“我就是不希望你身边的人都是善人!”
丁荣邦马上跟上一句,看着丁善本,眼中满是慈爱道:
“善本啊,这些年来你一直忙于做正行,这件事是爸爸决定的,你也一直做得很好。但是你身边的那些人,哎……”
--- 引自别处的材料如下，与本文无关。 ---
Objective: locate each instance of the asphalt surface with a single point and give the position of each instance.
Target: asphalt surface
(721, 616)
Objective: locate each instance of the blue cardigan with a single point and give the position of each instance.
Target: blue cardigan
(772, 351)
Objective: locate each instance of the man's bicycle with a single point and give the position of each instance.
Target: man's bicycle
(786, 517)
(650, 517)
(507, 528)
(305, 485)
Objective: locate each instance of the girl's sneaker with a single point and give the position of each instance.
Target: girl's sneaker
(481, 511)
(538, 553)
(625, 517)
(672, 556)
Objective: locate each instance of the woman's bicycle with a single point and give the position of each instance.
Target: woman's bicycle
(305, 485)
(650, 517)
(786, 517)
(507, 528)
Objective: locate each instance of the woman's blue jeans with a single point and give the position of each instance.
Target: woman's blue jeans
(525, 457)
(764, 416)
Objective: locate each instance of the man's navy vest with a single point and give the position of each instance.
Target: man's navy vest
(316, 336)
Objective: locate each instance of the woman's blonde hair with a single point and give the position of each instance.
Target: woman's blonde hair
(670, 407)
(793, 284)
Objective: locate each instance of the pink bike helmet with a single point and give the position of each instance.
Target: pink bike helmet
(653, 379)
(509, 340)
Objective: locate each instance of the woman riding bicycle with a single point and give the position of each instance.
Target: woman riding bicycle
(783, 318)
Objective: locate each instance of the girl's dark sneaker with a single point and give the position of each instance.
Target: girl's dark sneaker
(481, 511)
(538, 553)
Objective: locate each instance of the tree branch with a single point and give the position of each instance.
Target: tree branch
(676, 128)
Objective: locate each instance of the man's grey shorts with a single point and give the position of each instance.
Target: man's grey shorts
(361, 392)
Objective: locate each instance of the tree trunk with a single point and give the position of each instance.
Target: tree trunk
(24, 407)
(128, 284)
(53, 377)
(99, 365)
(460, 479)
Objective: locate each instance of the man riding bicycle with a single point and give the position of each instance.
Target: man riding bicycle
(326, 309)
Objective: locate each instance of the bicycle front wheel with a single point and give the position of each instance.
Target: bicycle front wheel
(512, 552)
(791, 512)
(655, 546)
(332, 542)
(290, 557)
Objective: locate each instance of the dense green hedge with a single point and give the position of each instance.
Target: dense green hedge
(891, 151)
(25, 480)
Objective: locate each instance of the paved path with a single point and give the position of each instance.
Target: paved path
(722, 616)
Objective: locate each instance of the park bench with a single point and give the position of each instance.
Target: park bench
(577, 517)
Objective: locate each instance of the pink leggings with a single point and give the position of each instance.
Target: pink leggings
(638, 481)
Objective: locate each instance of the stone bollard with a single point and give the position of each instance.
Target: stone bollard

“亨利、家荣,这些人做生意都是一把好手,但说到做人,心不够狠,手不够辣。”
“鼎丰金业如果一直正常运行,这一辈子都幸运安稳,倒还没什么。可是一旦有别人想要对付你们,爸爸真怕你们无力反抗啊!”
“现在爸爸还在,看在我的面子上,一直没什么人敢妄想鼎丰的雷山。但是如果我有一天不在了,爸爸真怕你守不住这份江山。”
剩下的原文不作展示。